Point 5: The subject cohort in phase 4 was small and heterogeneous (Table 2) for safe interpretation of the results (Figure 9 and Table 4).

Response 5: We request clarity about what was meant by the subject cohort being ‘heterogeneous’. We structured the study to be as close to a real classroom environment, with each child in the class being of the same school grade level. The sample size in each session also reflects a class size in the United States and is appropriate for usability testing per IEC62366-1 :2015 Medical devices — Part 1: Application of usability engineering to medical devices. 

 

Point 6: There are not referred any study limitations within the discussion section.

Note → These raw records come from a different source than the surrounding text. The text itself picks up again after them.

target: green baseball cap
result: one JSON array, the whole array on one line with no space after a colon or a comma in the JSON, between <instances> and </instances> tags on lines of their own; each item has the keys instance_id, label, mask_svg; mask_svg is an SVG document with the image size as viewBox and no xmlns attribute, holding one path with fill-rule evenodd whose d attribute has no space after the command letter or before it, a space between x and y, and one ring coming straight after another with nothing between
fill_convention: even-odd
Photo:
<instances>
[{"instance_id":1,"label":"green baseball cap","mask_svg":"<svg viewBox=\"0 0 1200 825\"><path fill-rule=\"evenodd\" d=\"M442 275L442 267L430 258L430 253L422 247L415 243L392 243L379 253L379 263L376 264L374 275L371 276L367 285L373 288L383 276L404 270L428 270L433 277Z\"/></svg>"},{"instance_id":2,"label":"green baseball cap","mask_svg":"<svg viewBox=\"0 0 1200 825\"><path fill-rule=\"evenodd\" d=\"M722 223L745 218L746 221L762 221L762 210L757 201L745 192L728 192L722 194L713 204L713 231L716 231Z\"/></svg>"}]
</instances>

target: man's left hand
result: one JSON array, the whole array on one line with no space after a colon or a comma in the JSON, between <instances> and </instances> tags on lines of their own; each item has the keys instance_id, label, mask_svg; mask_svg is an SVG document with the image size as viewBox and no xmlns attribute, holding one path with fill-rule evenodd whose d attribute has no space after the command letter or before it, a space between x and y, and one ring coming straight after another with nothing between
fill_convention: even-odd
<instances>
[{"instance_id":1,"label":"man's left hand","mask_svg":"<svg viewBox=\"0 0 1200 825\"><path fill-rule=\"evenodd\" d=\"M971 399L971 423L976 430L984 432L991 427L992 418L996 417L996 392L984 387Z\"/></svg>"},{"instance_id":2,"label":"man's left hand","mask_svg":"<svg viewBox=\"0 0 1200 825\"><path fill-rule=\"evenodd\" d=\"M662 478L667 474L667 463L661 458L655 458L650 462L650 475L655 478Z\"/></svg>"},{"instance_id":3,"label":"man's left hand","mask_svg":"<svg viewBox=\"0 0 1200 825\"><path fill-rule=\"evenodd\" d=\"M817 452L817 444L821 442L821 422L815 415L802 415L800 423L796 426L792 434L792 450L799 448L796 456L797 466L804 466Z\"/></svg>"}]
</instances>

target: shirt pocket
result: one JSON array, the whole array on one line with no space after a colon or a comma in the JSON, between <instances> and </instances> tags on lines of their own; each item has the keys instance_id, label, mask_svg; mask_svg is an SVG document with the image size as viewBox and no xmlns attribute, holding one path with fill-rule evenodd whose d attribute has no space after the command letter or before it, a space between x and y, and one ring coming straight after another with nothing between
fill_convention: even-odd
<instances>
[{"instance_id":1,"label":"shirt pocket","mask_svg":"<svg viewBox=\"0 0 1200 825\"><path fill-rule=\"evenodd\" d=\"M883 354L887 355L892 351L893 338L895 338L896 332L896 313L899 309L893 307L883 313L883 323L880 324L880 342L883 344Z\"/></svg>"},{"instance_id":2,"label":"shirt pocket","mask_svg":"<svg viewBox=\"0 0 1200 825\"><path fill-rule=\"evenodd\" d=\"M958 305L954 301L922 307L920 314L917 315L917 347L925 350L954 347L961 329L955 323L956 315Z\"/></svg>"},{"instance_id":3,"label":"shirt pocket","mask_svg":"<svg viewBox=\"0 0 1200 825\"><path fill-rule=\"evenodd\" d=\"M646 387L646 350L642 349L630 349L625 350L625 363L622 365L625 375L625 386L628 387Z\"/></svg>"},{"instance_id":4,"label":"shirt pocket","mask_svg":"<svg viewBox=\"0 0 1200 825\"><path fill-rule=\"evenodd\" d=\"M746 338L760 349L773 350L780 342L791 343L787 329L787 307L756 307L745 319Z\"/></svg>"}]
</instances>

Response 6: Agreed – added a study limitations subsection within the Discussion section of the manuscript. This aligns with comment 4.

 

Point 7: Conclusion must be rephrased in accordance with the results presented in the manuscript.

Response 7: We request additional information and clarity about how the conclusion does not currently reflect the qualitative results presented in the manuscript.

Round 2

Reviewer 1 Report

Reviewers' comments are well revised and the manuscript is improved.

Author Response

Point 1: Reviewer’s comments are well revised and the manuscript is improved.

Response 1: Thank you for your time and feedback

Reviewer 2 Report

no issues

Author Response

Point 1: no issues

Response 1: Thank you for your time and feedback

Reviewer 3 Report

Your contribution with the description and evaluation of a novel simple procedure, which may be adopted as a valuable tool for the younger generation, is considered very relevant to the needs of the society in a pandemic status.

Author Response

Point 1: Your contribution with the description and evaluation of a novel simple procedure, which may be adopted as a valuable tool for the younger generation, is considered very relevant to the needs of the society in a pandemic status.

Reviewer 3 rated the research design and method description ‘must be improved’.

Response 1: Reviewer 3 asserts that the research design and method description must be improved. We have added detail to justify and describe the methods used in this study and appropriateness of the research design per international standards for usability and risk management for medical devices, IEC62366-1 and ISO14971, respectively.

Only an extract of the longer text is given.